未解決

日々

解決

なにか問題があって、それに対しての有効的な施策を考える。そしてそれらを実践することで物事は良き方向へ向かうわけだ。それをあなたは解決したと思っている。実のところそれしかできなかったという事実がそこにあり、それ以上の選択肢はあったように見えるのはその後のことだ。したがって、身も蓋もない言い方をすれば、あなたはそれしかできなかった、と言っていいだろう。それ以外の多様な選択肢はあとづけであり、もしその場でその選択肢があったとしても、実際にはそれを選ぶ力がなかっただろう。それを直感と言ったりするけれども、そんな高尚なものではなく、それしかできなかったというのが真実だね。そして誰かがあなたの耳元でもっといい方法があったのに、なんて囁かれてしまうわけだけれども、開き直ればそれしかできなかったんだよ、って言えばいいだけだ。人生には分岐点があるように見えているかもしれないけれども、実はそれも幻想であって、そんな道はどこにもないし、そもそも選ぼうとしても消えてなくなるわけだからね。

できること

そうやって、数少ない中でのあなたができることをやり続けてきた結果が今である。そう言われるとなんだか狭隘で知見が乏しい感じを受けるかもしれないけれども、それで十分だったということだ。そしてあとから、ああすればよかったとか、こうすればもっと楽だったと気づくわけだけれども、それは今があるからそう思うことができるわけだ。すなわち、その場その場でできることの選択肢は一つしかないということを認識した方がいい。それで迷ってしまって時間ばかりかかってしまうのは、無駄なことだと言っていいだろう。もちろんそれも人生の楽しみの一つだから、全否定するつもりはないけれども、それが度を過ぎるとあなた自身も嫌になってしまう。ほどほどに人生の分岐点には大いなる選択肢があると勘違いしているわけだけれども、それを勘違いだと楽しみながら逡巡することで、あなたの知見が大いに広がっていくのだから、それ自体が決して悪いことではない。ただ、だからといって実は一つしかない道の真ん中でいつまでも進むことができないと苦悩に変わってしまうから気をつけた方がいい。

なにもしていない

結局のところ、あなたは何かを選び取って人生を切り開いてきたという確信があるかもしれないけれども、それはそうなるようになっただけだということだ。そんな言われ方するともしかしたら心が大いに傷つくかもしれない。けれどもそうやって今があるのだからそうだったということだ。そこに良い悪いという余計な幻想を付け加えてしまうと、せっかくのあなたの人生を台無しにしてしまう恐れがあるから慎重になった方がいいね。
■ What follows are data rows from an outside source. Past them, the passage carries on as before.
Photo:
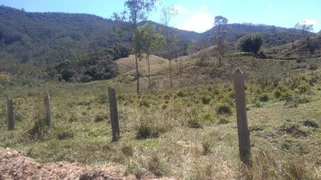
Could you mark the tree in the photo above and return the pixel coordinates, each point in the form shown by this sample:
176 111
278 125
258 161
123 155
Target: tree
306 29
219 35
167 14
148 41
250 43
135 12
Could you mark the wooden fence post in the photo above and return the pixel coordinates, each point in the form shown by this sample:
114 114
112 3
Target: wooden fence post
242 126
47 107
113 113
10 114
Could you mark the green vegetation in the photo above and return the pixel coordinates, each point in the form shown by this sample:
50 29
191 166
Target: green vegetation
186 123
250 44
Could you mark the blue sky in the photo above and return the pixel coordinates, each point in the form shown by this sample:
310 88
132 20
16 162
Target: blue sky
195 15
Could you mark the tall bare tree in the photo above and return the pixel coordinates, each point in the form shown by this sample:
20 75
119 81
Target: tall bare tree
219 35
135 12
149 40
306 29
167 13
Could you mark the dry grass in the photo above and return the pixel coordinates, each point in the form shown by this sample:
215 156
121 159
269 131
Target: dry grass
279 139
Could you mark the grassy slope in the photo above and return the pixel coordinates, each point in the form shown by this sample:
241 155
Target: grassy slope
282 145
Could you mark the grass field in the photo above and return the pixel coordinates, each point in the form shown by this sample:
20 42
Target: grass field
188 132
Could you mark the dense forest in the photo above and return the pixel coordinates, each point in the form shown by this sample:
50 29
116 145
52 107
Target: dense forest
82 47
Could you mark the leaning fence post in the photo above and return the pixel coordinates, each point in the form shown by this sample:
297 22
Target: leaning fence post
113 113
242 126
10 114
47 107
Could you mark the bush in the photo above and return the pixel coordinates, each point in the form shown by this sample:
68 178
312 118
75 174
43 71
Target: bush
223 121
206 99
224 109
250 43
65 134
264 98
180 94
277 94
207 146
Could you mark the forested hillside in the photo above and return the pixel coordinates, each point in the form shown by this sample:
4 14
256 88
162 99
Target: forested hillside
60 41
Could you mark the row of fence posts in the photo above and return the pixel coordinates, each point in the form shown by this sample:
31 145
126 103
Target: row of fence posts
242 125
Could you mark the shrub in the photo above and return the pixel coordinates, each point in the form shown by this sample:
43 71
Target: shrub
223 121
264 98
207 146
193 121
99 118
250 43
180 94
156 166
206 99
224 109
277 94
303 88
313 67
65 134
144 103
127 150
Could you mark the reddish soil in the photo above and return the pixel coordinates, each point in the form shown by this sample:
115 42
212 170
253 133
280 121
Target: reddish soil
15 165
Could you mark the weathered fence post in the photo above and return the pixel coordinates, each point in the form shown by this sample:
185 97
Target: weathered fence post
10 114
242 126
113 113
47 107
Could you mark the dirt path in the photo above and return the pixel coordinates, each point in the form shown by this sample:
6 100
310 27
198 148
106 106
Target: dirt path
15 165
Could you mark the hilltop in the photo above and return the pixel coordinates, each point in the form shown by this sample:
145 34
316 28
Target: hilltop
45 39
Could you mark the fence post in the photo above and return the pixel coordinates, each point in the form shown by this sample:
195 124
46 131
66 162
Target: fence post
10 114
113 113
47 107
242 126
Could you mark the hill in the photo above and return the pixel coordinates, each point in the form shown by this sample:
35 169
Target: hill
44 39
308 47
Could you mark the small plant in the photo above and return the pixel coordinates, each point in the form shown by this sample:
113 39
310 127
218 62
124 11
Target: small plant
74 117
65 134
144 103
156 166
223 121
99 118
264 98
277 94
180 93
193 120
206 99
224 109
207 146
127 150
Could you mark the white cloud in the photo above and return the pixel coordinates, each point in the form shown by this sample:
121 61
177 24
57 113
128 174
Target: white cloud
178 8
203 8
308 22
199 21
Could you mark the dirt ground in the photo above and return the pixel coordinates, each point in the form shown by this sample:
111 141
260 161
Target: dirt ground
15 165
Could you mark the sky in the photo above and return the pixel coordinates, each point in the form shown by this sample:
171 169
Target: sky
194 15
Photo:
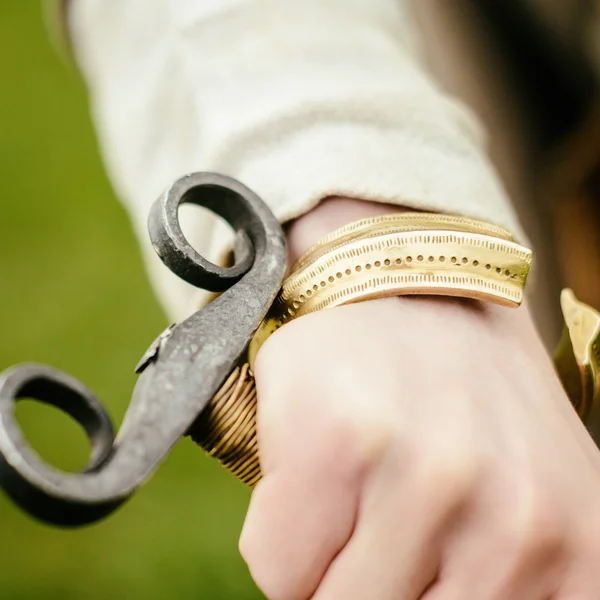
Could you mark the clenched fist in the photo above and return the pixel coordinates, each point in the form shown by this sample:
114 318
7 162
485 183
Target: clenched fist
420 449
良くも悪くもという言葉は、それ自体意味をなさないということであり、あなたのやれることをやってきたということにおいては、それがそのままで奇跡なんだからね。そして、紆余曲折ありつつも今があり、今となってはもっと、なんていう余白すら持てるのだから、これ以上の完璧さは求めようもない。にも関わらずずっと過去を悔いてくよくよしているのであれば、それはあなたの自己演出であって、それ自体は全く持っての余興でしかない。だからあまりにそれで苦しい思いをするのは、馬鹿らしいからやめておいたほうがいいね。